Были русские сборники, которые назывались «Палеи», – в них вписывались мифы: библейские, греческие, еврейские из Талмуда.

В тех книгах полемизировали монахи-книжники с евреями и мусульманами и всегда договаривались до ереси.

У нас в старину были и секты жидовствующих и еретики дуалистических толков: сказались они в легендах о «Соломоне и Китоврасе». Часть этих историй разобрана была Александром Николаевичем Веселовским, их можно найти в восьмом томе собрания сочинений под названием «Славянские сказания о Соломоне и Китоврасе».
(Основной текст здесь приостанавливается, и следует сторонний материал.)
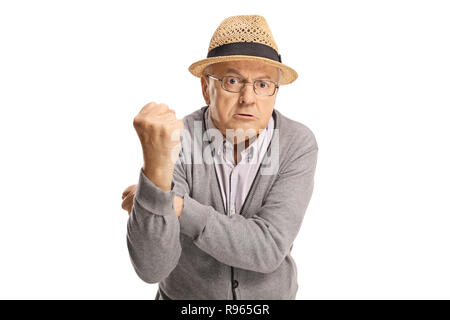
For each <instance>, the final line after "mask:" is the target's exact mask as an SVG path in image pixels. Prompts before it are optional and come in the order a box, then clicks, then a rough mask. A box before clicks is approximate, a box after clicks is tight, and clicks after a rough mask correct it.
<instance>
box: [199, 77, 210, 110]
mask: <svg viewBox="0 0 450 320" xmlns="http://www.w3.org/2000/svg"><path fill="white" fill-rule="evenodd" d="M200 82H201V86H202V94H203V98H204V99H205V103H206V104H207V105H208V106H209V105H210V103H211V100H210V99H209V92H208V87H209V81H208V78H206V76H205V75H202V76H201V78H200Z"/></svg>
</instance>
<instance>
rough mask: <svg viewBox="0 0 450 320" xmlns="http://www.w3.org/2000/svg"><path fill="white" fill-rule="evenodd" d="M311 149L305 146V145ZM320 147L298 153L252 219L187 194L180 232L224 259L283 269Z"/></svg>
mask: <svg viewBox="0 0 450 320" xmlns="http://www.w3.org/2000/svg"><path fill="white" fill-rule="evenodd" d="M303 150H305V149H303ZM317 154H318V147H317V143H316V142H315V140H314V144H313V145H312V146H311V147H309V148H308V149H307V150H306V151H304V152H302V154H294V155H293V156H292V157H291V159H290V161H289V163H288V165H286V166H284V168H283V170H282V171H281V172H279V173H278V176H277V178H276V180H275V182H274V184H273V186H272V188H271V190H270V191H269V193H268V195H267V198H266V201H265V202H264V204H263V206H262V207H261V208H260V210H259V211H258V212H256V213H255V214H254V215H253V216H252V217H251V218H245V217H243V216H241V215H238V214H235V215H231V216H227V215H223V214H220V213H219V212H217V211H216V210H215V209H214V208H213V207H211V206H207V205H203V204H201V203H199V202H198V201H196V200H194V199H192V198H191V197H189V195H188V194H185V196H184V208H183V211H182V212H181V215H180V218H179V222H180V232H182V233H183V234H185V235H187V236H189V237H190V238H191V239H192V240H193V242H194V244H195V245H196V246H197V247H198V248H200V249H201V250H203V251H204V252H206V253H208V254H210V255H211V256H213V257H214V258H215V259H217V260H218V261H220V262H222V263H224V264H227V265H230V266H234V267H238V268H242V269H247V270H252V271H256V272H261V273H270V272H273V271H274V270H276V269H277V268H278V266H279V265H280V264H281V263H282V261H283V260H284V259H285V257H286V255H287V254H288V253H289V250H290V248H291V246H292V243H293V242H294V240H295V238H296V236H297V234H298V232H299V230H300V226H301V224H302V221H303V217H304V215H305V212H306V209H307V207H308V204H309V201H310V199H311V196H312V192H313V186H314V173H315V168H316V163H317Z"/></svg>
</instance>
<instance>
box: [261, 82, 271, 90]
mask: <svg viewBox="0 0 450 320" xmlns="http://www.w3.org/2000/svg"><path fill="white" fill-rule="evenodd" d="M268 86H269V84H268V83H267V82H264V81H260V82H259V87H260V88H261V89H265V88H267V87H268Z"/></svg>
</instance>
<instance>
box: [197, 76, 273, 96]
mask: <svg viewBox="0 0 450 320" xmlns="http://www.w3.org/2000/svg"><path fill="white" fill-rule="evenodd" d="M206 76H207V77H208V78H211V79H214V80H217V81H220V86H221V88H222V89H223V90H225V91H227V92H232V93H239V92H241V91H242V89H244V88H245V86H246V85H247V83H251V84H252V86H253V92H255V94H256V95H257V96H260V97H271V96H273V95H274V94H275V92H276V91H277V89H278V88H279V87H280V86H279V84H278V83H277V82H275V81H271V80H255V81H253V82H250V81H242V82H243V86H242V88H241V90H239V91H238V92H235V91H230V90H227V89H225V88H224V86H223V81H222V80H223V78H225V77H233V76H223V77H222V78H216V77H214V76H213V75H210V74H209V73H208V74H206ZM235 78H239V77H235ZM239 79H240V80H243V79H241V78H239ZM256 81H267V82H271V83H273V84H274V85H275V89H274V90H273V93H272V94H269V95H263V94H258V93H256V86H255V83H256Z"/></svg>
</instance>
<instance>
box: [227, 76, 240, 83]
mask: <svg viewBox="0 0 450 320" xmlns="http://www.w3.org/2000/svg"><path fill="white" fill-rule="evenodd" d="M227 82H228V83H229V84H238V83H239V78H236V77H227Z"/></svg>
Оказывалось, что эти сказания связаны со старыми рыцарскими романами – самыми древними, с легендами о Мервине и святом Граале.

Китоврас – это кентавр. Кентавр по мудрости равен Соломону. Он принимал участие в постройке Иерусалимского храма и был добр, но такова его натура, что ему приходилось всегда идти прямо, даже по кривым улицам, разрушая при этом здания. Однажды вдовица попросила его не разрушать ее дома. Китоврас попробовал обойти домик и сломал ребра и сказал: «мягкое слово – кости ломит». На вратах Софиевского собора в Новгороде изображена следующая картина: «На первом поле исполинская крылатая фигура Кентавра-Китовраса держит в одной руке небольшую фигуру в зубчатой короне, очевидно, Соломона, которого он собирается забросить»[153] .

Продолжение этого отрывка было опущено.